Local Kitchen Remodel Is Judged Nation’s Best
Master Designer/Remodeler, Sonny Nazemian, and Michael Nash Company Wins National “Contractor of the Year” Award
A space plan reconfiguration and makeover in an Ashburn residence has won a National “Contractor of the Year” (COTY) award for Michael Nash Design Build and Homes. The innovative solution has been judged the nation’s top kitchen remodel within a prescribed budget range by the National Association of Remodeling Industry (NARI).
Among other space enhancement strategies, the remodeler converted a seldom used breakfast room into a gourmet kitchen, removed a bearing wall between the new kitchen and adjacent two level family room, introduced a food prep island and dining counter which seats six, and formed a new dining room adjacent to a butler’s pantry that features custom-designed cabinetry.
The new living space now accommodates a professional caliber cooktop range, a double door refrigerator/freezer, a butler’s pantry equipped with a wine refrigerator, a farm sink and many other amenities. The interior design is articulated in a warm “transitional-style” that balances traditional detailing with well-developed sight lines and a bold indoor-outdoor visual continuum.

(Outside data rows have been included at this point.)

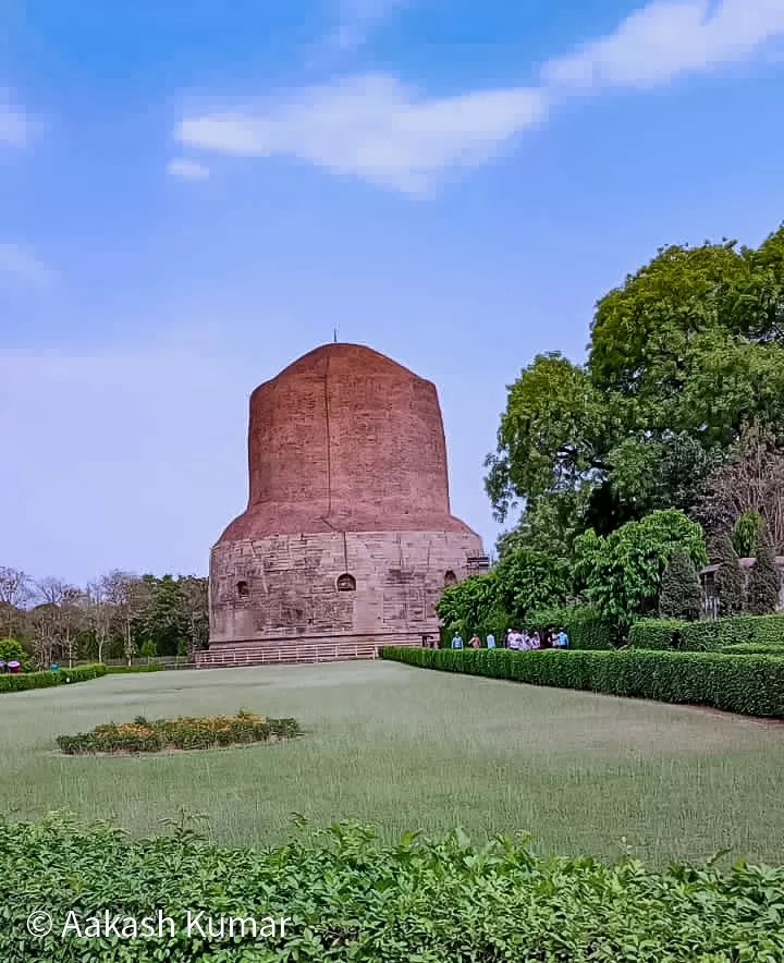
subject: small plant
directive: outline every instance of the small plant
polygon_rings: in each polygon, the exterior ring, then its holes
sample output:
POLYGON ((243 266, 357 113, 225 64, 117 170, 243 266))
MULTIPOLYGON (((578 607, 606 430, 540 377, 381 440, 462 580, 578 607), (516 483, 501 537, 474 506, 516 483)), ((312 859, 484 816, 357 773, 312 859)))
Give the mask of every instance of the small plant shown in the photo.
POLYGON ((744 512, 732 531, 732 545, 742 559, 757 554, 759 536, 762 531, 762 515, 754 509, 744 512))
POLYGON ((234 716, 146 719, 108 722, 91 732, 59 735, 58 746, 69 756, 86 753, 159 753, 162 749, 209 749, 216 746, 274 742, 302 735, 296 719, 266 719, 249 709, 234 716))
POLYGON ((720 539, 718 554, 716 584, 720 611, 722 615, 737 615, 744 608, 744 580, 740 559, 728 535, 720 539))
POLYGON ((676 548, 662 575, 659 612, 664 619, 696 622, 700 617, 701 599, 697 570, 686 552, 676 548))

Taken as a whole, the makeover transforms a poorly conceived first level floorplan into a generous suite of rooms that segues directly to an open family room and re-located dining room.
In accepting the “Best Kitchen” honors, Michael Nash founder and president Sonny Nazemian praised his company’s design team and their cost-sensitive approach to helping homeowners make effective home improvement decisions.
“Since most of our projects are executed by Michael Nash employees, we’re able to offer fixed-price contracts,” Nazemian discloses. “Customers can select finishwork materials from our show room at-cost. These are among the components of our business model that allow us to consistently outperform our client’s budget.”
In the case of the recent “best kitchen” winner, grappling with a first level plan ill-suited to the homeowner’s needs was the principal challenge.
“The owners had purchased a model home, but soon realized the floorplan didn’t really work for them. This was partly because they had concluded that the kitchen was in the wrong part of the house,” recalls Michael Nash president and CEO Sonny Nazemian. “Our plan proposed switching out the mid-house kitchen footprint with square footage then-allocated for a seldom used breakfast room to the left of the family room. The revisions added both square footage and natural light to the kitchen. It also opened-up a contiguous relationship with the adjacent family room– which features a two level stone hearth.”
Other challenges: the existing cooktop island didn’t provide an adequate meal preparation surface; kitchen work triangles were space-restricted; storage was severely limited; nondescript wall elevations and equally undistinguished tiling and back splashes set the tone for a bland interior,
Executing the envisioned spatial reconfiguration was the real challenge from the outset, however.
“We began developing a working solution on his first visit,” Nazemian recalls. “It was clear we could gain a much more expansive spatialpresentation by removing a bearing wall between the family room and breakfast room, and reconfiguring the breakfast room as the footprint for the new kitchen.”
The island is also the essential pivot between the new farm sink, the cooktop range and the stainless refrigerator/freezer.
Wine Fridge – Butler’s Pantry
A butler’s pantry and wine refrigerator is within an easy reach. The new plan greatly enhances family entertainment
View from New Breakfast Room
A load-bearing wall between old breakfast room and two-story family was removed. Panel-encased steel beams mounted on vertical supports now hold up the second floor–opening-up visual linkage between kitchen and rest of the house.
Cooktop and Hood
A four-burner gas cooktop positioned under a decorative arched hood and flanked by custom-designed glass-facing cabinets is the kitchen’s new focal point.